Lindy, 631 F.Supp.2d at 822. Although the court made this observation in its Rule 60(b)(5) analysis, the statement obviously applies to analysis under Rule 60(b)(6) as well.

No further evidence is required to show an injustice to Shakertown. It is fundamentally unjust for Lindy to vigorously contend (and convince a jury) that the shingles were worthless and completely defective, to continue to use them for eight years, and then to seek recovery by offering finally to return them. In that regard, Lindy, in our court, strongly contested the condition of return of the goods. Lindy, 209 F.3d at 807. Lindy cannot lose that issue on appeal but then circumvent our mandate.

2.

No time limit having been imposed by the judgment for the return of the shingles, the final question is whether the district court’s decision rested upon an erroneous view of the law. Louisiana courts have required in redhibition actions that the tender of goods be made within a reasonable time. See e.g., Beneficial Fin. Co. of New Orleans v. Bienemy, 244 So.2d 275, 281 (La.Ct.App.1971), overruled on other grounds by Travelers Ins. Co. v. Sonnier, 344 So.2d 73, 74-75 (La.Ct.App.1977); Breaux v. Winnebago Indus., Inc., 282 So.2d 763, 769 (La.Ct.App.1973); Star-wood v. Taylor, 434 So.2d 1236, 1238 (La.Ct.App.1983). Admittedly, those Louisiana cases address how, in claiming redhibition, an offer of tender of the defective goods must be made before pursuing the claim; therefore, they do not stand precisely for the point for which the district court cited them. Nevertheless, those cases do emphasize that Louisiana law does not contemplate retention of the defective goods for an extended period of time. And, although the Dissent at 518 is correct that the construction of federal judgments is a matter of federal law, it was not an abuse of discretion for the district court to consider Louisiana redhibition law persuasive.

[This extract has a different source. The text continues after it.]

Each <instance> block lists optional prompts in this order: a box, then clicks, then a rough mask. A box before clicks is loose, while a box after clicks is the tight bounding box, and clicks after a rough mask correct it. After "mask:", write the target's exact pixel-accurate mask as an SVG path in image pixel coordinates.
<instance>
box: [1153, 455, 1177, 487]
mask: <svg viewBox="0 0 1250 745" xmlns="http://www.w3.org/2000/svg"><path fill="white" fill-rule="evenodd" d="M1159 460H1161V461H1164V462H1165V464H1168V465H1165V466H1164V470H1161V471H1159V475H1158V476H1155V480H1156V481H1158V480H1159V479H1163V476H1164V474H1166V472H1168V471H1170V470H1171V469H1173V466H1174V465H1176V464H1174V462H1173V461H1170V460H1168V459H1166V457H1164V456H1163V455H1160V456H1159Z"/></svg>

The district court further relied upon, inter alia, In re Rains, 338 B.R. 99 (Bankr.E.D.Cal.2006). In Rains, a bankruptcy petitioner refused to comply with the bankruptcy plan’s directive that he request a withdrawal from his retirement plan. Id. at 102. Similar to the judgment at issue here, the bankruptcy plan (which has the same binding effect as a judgment) did not specify a time for performance, but the Rains court held that Federal Rule of Civil Procedure 70, which governs the performance of judgments, logically contains a reasonable time requirement. Id. at 103. The court therefore gave a trustee the power to withdraw the funds under Rule 70. Id.

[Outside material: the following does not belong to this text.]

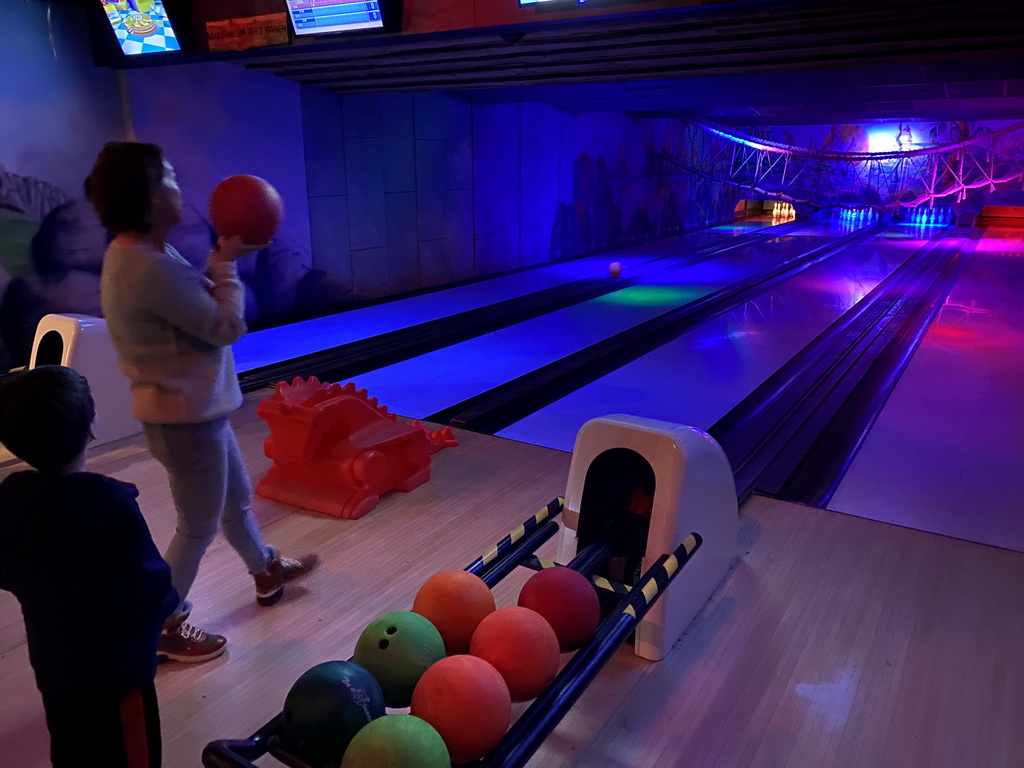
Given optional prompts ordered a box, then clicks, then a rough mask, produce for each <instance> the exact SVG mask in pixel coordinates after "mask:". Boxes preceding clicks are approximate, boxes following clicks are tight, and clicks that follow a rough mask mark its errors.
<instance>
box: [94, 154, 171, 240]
mask: <svg viewBox="0 0 1024 768" xmlns="http://www.w3.org/2000/svg"><path fill="white" fill-rule="evenodd" d="M163 178H164V153H163V152H162V151H161V150H160V147H159V146H157V145H156V144H139V143H135V142H133V141H112V142H111V143H109V144H106V145H105V146H104V147H103V148H102V150H101V151H100V153H99V156H98V157H97V158H96V164H95V166H93V168H92V174H91V175H90V176H89V199H90V200H91V201H92V205H93V207H94V208H95V209H96V214H97V215H98V216H99V220H100V221H101V222H102V224H103V226H105V227H106V228H108V229H110V230H111V231H112V232H115V233H118V234H119V233H121V232H140V233H143V234H144V233H145V232H147V231H150V230H151V229H152V228H153V202H154V198H156V195H157V188H158V187H159V186H160V184H161V182H162V181H163Z"/></svg>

Although we are considering a Rule 60(b)(6), not a Rule 70, motion, the reasoning is the same. Both rules concern the construction and effect of judgments. It was entirely proper for the district court to have imposed a reasonable-time requirement on a judgment for the equitable remedy of rescission in which Lindy was required to perform the specific act of re*515turning the shingles. (Contrary to the Dissent at 518, that “[t]he judgment did not, to use the language of Rule 70, ‘require[ ] [Lindy] ... to perform any ... specific act’”, the judgment did require Lindy to perform the specific act of tendering the siding should it wish to collect the money judgment.) Needless to say, under Rule 60(b)(6), the district court has broad equitable powers to address Lindy’s unreasonable delay. See Harrell, 951 F.2d at 1458 (noting Rule 60(b)(6) “is a grand reservoir of equitable power to do justice”).

III.

For the foregoing reasons, the judgment is AFFIRMED.

Pursuant to 5th Cir. R. 47.5, the court has determined that this opinion should not be published and is not precedent except under the limited circumstances set forth in 5th Cir. R. 47.5.4.